Traduire des albums déjà parus dans les pays arabes… Pendant ma thèse, j’ai découvert un monde merveilleux rempli d’albums en arabe, je les ai rangés au coeur et je les publie un à un – je publie lentement, un par an. Toutes les autres publications sont des créations.

Traduire du dialecte égyptien comme les Roubaiyat de Salah Jahine ou des poèmes littéraires comme Les tireurs sportifs de Golan Haji qui disent avec puissance le monde d’aujourd’hui…

Traduire et jouer sur le double sens de lecture… Le bilinguisme devient un principe de création éditoriale en soi: comment mêler ces deux langues qui se lisent en sens opposé sans choisir d’autorité un seul sens de lecture, un bon et un mauvais côté? Je vous laisse réfléchir… Certains albums tournent comme une roue (La roue de Tarek, Les aventures de Zoë), d’autres sont des palindromes linguistiques et peuvent se lire dans les deux sens (comme BOB, voyez-vous… Abracadabra, La lettre d’amour), d’autres jouent avec l’idée du calendrier (Alifbata).

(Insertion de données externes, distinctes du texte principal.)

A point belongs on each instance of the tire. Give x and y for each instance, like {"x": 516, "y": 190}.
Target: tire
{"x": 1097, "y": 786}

Traduire les images en mots… Car souvent l’image est première et les poèmes, ou les textes, sont écrits à partir d’une série d’illustrations choisies. Monotypes d’arbres pour dire toute une vie de Nous irons au bois, collages noir et jaune de la peur et la nuit des Poèmes du soir, gravures rehaussées de corps en paysages pour des Poèmes en paysages. Mes idées folles de Ramona Badescu sont égrenées à partir d’une série de créatures imaginaires dessinées par Walid Taher. Les livres sont tantôt des albums, tantôt des carnets de poésie aux bords arrondis comme un carnet à dessin, un carnet de voyage. En 2018, Sauvage a été écrit par Layla Zarqa à partir d’une série de dessins de tigre de Salah Elmour et autour d’un jeu de mot puisque en arabe, «sauvage» se dit wahch et «tu me manques» se dit wahhachtini, littéralement «tu m’as rendu sauvage». Cet automne est paru Poèmes de roches et de brumes de Carl Norac qu’il a écrit à partir d’une série de collages d’Arno.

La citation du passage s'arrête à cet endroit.